Why Financial Literacy Education in US Schools Is Failing Students

Lucas Kang
Staff Writer

Financial literacy remains low in the US, as a 2025 national assessment found that US adults averaged only 49% of personal finance questions answered correctly. Young Americans were the most illiterate, as Gen Z respondents only averaged 38% correct, the lowest out of any generation surveyed. This poses a serious problem to financial health, as a lack of financial awareness correlates to higher economic fragility, greater debt constraints, and lower amounts of emergency savings.

Widespread financial illiteracy can be attributed to a lack of consistent access to financial education. All 50 states now include personal finance in their educational standards, but a 2024 report by the Council for Economic Education found only 35 states explicitly mandate it for high school graduation. Out of these 35 states, 20 require students to take a stand-alone finance course, while the rest infuse them with related courses, like economics or civics. Studies suggest that only students who take mandatory, stand-alone courses in personal finance will score higher on financial literacy tests.

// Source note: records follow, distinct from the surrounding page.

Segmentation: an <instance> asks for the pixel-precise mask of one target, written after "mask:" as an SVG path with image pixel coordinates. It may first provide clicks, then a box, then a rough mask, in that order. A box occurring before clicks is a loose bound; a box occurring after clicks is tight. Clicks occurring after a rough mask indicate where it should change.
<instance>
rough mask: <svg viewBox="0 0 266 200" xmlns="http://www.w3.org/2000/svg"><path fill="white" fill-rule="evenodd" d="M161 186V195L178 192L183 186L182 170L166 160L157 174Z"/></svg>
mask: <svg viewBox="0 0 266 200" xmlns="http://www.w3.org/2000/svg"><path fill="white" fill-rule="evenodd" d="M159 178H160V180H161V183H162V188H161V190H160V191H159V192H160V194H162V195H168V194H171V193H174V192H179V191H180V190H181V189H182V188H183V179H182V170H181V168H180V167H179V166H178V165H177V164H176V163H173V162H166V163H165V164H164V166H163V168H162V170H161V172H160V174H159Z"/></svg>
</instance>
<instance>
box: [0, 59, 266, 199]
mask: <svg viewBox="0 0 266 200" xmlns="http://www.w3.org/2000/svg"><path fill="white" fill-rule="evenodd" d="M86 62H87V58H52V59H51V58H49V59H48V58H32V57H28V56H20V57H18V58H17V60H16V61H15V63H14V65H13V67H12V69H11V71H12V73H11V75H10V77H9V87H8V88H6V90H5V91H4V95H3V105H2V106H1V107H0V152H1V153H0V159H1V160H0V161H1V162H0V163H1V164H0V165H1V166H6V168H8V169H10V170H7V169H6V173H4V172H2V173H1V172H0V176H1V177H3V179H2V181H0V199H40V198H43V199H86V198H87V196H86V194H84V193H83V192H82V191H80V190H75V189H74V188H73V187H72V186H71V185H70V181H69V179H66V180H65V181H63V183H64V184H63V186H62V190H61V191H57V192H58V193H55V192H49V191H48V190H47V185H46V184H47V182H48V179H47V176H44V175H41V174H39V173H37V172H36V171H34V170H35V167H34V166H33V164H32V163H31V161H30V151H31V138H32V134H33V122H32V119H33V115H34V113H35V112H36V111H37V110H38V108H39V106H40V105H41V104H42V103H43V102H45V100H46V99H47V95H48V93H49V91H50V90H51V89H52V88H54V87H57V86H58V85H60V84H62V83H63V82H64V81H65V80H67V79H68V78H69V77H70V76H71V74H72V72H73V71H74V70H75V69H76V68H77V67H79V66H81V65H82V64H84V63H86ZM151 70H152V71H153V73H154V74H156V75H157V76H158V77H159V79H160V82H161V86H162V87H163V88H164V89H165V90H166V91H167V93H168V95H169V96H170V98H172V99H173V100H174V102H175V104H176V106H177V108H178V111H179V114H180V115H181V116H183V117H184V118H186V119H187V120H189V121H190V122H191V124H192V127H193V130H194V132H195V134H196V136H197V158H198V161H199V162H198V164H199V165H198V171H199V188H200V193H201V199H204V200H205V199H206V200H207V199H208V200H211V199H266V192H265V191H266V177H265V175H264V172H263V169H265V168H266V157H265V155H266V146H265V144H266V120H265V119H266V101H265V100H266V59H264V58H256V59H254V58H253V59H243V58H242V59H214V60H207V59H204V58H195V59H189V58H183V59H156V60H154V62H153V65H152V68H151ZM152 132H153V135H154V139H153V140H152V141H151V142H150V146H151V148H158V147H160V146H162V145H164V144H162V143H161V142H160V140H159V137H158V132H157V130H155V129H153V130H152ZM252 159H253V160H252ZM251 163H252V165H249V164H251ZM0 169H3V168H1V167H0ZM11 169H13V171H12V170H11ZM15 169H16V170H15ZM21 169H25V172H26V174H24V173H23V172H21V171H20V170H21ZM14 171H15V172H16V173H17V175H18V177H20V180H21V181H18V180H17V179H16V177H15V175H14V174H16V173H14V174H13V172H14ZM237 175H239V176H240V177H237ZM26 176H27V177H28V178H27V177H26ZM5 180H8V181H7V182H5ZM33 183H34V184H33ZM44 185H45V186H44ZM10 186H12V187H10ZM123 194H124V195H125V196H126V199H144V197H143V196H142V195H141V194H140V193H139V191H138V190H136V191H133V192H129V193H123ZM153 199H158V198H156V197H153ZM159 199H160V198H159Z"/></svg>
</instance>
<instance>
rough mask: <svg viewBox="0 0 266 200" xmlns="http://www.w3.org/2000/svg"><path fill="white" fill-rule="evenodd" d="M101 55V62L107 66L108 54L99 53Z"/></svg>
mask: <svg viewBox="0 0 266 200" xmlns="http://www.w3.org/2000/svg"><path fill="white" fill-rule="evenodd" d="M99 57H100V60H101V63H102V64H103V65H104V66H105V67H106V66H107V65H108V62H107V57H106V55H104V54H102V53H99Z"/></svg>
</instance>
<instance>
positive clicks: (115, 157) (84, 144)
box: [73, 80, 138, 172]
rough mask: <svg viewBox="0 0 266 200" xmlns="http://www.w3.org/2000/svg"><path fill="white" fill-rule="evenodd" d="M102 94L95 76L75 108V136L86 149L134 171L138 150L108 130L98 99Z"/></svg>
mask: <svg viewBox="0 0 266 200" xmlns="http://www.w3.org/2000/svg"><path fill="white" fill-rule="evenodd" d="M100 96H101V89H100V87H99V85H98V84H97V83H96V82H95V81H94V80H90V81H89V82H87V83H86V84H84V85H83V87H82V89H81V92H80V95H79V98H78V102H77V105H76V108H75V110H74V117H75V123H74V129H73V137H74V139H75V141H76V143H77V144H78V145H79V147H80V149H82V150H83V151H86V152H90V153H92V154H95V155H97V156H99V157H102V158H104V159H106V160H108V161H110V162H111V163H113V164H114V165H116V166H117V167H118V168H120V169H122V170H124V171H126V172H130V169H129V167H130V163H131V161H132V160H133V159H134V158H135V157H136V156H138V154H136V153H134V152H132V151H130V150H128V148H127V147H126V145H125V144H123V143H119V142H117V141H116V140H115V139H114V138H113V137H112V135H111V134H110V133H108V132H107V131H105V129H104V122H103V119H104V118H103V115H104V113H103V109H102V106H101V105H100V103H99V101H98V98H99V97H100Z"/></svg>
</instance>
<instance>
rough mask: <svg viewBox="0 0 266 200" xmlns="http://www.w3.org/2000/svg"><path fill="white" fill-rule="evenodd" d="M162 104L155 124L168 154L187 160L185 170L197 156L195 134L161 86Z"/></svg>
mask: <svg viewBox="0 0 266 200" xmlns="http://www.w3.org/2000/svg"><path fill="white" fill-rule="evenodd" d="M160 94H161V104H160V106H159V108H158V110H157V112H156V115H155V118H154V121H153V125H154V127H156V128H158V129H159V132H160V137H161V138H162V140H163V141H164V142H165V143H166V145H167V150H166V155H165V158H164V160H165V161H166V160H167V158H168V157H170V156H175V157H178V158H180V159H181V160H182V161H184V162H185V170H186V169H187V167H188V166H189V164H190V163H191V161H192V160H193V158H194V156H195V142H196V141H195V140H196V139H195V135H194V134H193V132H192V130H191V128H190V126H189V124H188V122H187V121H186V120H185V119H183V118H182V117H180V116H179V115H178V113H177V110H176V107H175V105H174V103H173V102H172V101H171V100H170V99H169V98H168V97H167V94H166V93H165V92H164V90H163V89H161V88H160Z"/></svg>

Teaching discrepancies in financial education further exacerbate a lack of financial knowledge. Approximately half of US states provide teachers with tailored training and materials to teach personal finance as per the state’s curriculum standards. Some states may only provide links or resources from private organizations. A lesser fraction provides no training at all. Unfortunately, since teachers are not traditionally trained in finance, uneven training translates to sizable differences in how financial concepts are taught from district to district.

The good news is that states are now making rapid progress to expand high-impact financial literacy education. Between 2022 and 2024 alone, 12 states passed new laws mandating standalone personal finance courses in high schools, insuring high-quality financial education for 21% of high school students. 2025 alone saw four more states do the same, including Texas, which is home to over 1.6 million high school students.

However, even when strong policies are passed, implementation can still fall short. Michigan was one of the 12 states that recently adopted a mandatory standalone financial literacy course, but its Department of Education did not implement the mandate nor provide any training materials for teachers, leading to little real change in how students are taught financial literacy. Similar regulatory hurdles could arise in other states if legislators do not take precautions against poorly designed mandates.

States should also seek to expand curricula in topics adjacent to personal finance. Mathematics courses help students analyze quantitative concepts such as compound interest. In economics, students understand how markets and incentives shape Americans’ financial choices. Government and politics classes can explain the role of the U.S. government in taxation, regulation, and public benefits.

Until personal finance education is consistently and effectively delivered, national literacy rates are unlikely to rise past 49%. Low financial awareness will continue to exacerbate high amounts of debt, less savings, and greater instability in future generations. Addressing these gaps is necessary to guide these generations through even the toughest of financial decisions in adulthood.